Economic and environmental considerations are not the only drivers of this shift. The state’s two oil refineries, operated by San Ramon, Calif.-based Chevron Corp. and Houston-based Par Petroleum Corp., face an uncertain future, according to RBN Energy LLC, as their owners ponder the economics of continued operation.

Hawaii receives very little oil from Alaska or the Lower 48 states as a result of the Jones Act. That legislation sets standards that raise costs, including requirements that the vessels be made in the U.S. and operated by U.S. crews. As such, Chevron’s refinery gets about 75% of its crude oil from Thailand, Vietnam and Argentina. Par Petroleum’s facility imports an even higher percentage from Russia, Saudi Arabia and Libya.

Hawaii already relies on renewable sources to provide 18% of its electricity needs. Hawaiian Electric says it is looking to convert oil-fired plants to LNG in the near term, and build new LNG infrastructure to replace deactivated plants. Cost savings to consumers could reach 20% by 2030, the company said. The University of Hawaii paper estimated savings at between 6% and 25%.

“Typically, the LNG molecules are available at around a 15% discount to oil,” Cameron Gingrich, Calgary-based director of gas services for Ziff Energy, told Midstream Business. “So if you’re powering Hawaii today with crude oil or distillates or whatever, you basically have a greater carbon footprint than you would have with gas, and you’re likely paying a 15% premium to what you paid for gas, as well.

“There are certainly a lot of benefits to switching to natural gas and there is a cost curve with a lot of economic gas in Canada and the Lower 48,” he said. “Whether Hawaiians have the ability to have the scale to impact any further discounts in negotiations remains to be seen, but you see Puerto Rico—they’ve been powering with LNG for the last dozen or so years. Certainly small islands have the opportunity to step away from the high cost of crude-based power to lower-cost, gas-based power.”

RBN’s analysis concurs: “While significant dollars will be spent in converting or replacing the islands’ old oil-fired plants, fuel costs would go down. For example, in 2017—the first year LNG would be used—the per-MMBtu [million Btu] cost of LNG (shipped in ISO containers) would be $2.05 less than that of low-sulfur fuel oil used to fire most of the utility’s units. By 2022, when LNG first starts coming in via bulk shipments, the savings will balloon to $8.52/MMBtu, and by 2030 the savings will be even greater: $13.41/MMBtu. LNG also would be cheaper than diesel.”

The intermodal ISO container factor is key to viability. Giant LNG import terminals, like those built along the Gulf Coast prior to the dramatic increase in production from shale plays, cost billions.
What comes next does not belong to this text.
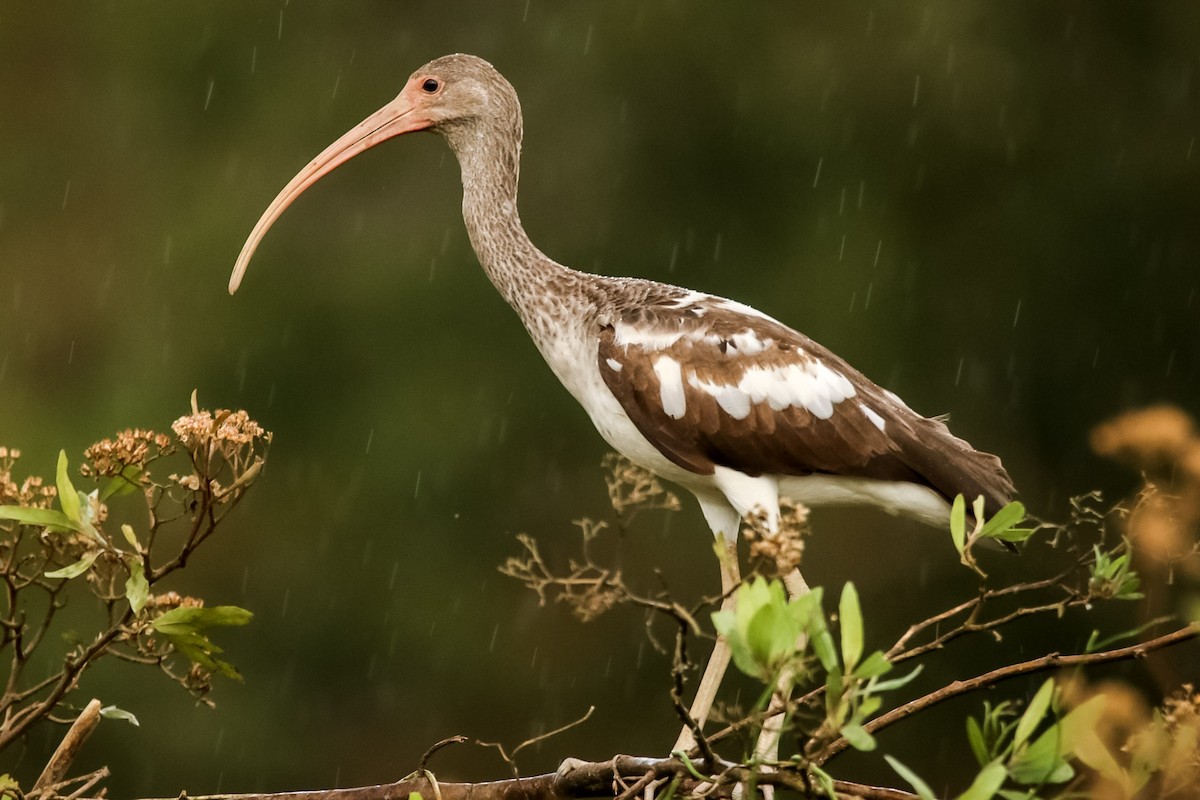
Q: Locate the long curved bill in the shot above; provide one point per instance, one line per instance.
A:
(401, 115)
“The big thing in Puerto Rico, and Crowley [Maritime Corp.] is already doing this, is the intermodal ISO container,” Tom Campbell, director for Stratas Advisors, a Hart Energy company, told Midstream Business. “The order book for them is huge right now—you wouldn’t get one until 2018 to 2019. You’re saving a lot of cost, you’re scaling for the market.”

“That kind of intermodal solution is tricky for LNG because moving LNG is very expensive, it’s really not cheap,” he cautioned. “It really only works in high energy-cost markets, but island markets in the Caribbean, Hawaii, Guam are ideal for that. They’re doing it now and I think that practice will only continue. All you need is the container. It’s an elegant solution in a lot of ways.”